Rehoboth Beach Museum presents folklorist Ed Okonowicz at 7 p.m., Feb. 7. "Food Lore, from Scrapple to Muskrat" shares proof that what one eats tells as much about regional identity as family history.
Okonowicz offers insight into Delaware’s food lore in a presentation and conversation with his audience. This program will explore the heritage of diverse foods grown and prepared throughout Delaware.
For admission for this event, participants are asked to bring a nonperishable item for the Food Bank of Delaware. Reservations are required; call 302-227-7310. The Rehoboth Beach Museum is at 511 Rehoboth Ave. next to the Visitors Center. Parking is available, and the museum is handicapped accessible. Museum hours are 10 a.m. to 4 p.m., Mondays and Fridays, and 11 a.m. to 3 p.m., Saturdays and Sundays.
Okonowicz, a Delaware native, presents storytelling programs throughout the Mid Atlantic region and has written more than two dozen books on Delmarva and Maryland folklore.
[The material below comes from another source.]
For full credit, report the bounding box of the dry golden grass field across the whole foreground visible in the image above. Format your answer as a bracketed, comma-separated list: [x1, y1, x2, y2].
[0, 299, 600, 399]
Among the favorites are books on ghost stories such as "Phantoms at the Cape May-Lewes Ferry." Another popular title is "So You Think You Know All About Delaware."
Museum membership allows individuals to participate in the discovery and preservation of Rehoboth Beach history. As well, members receive benefits that include; discounts for specific events, our newsletter and social media updates.
At 7 p.m., Friday, March 7, "The French Chef, Julia Child French Classics," a PBS video. will be shown at the museum. This video is part of a special collection of six original black-and-white episodes broadcast in the 1960s.
The museum will open its fourth annual presentation of artistic needlework Saturday, March 15, and it will be on display until May 11.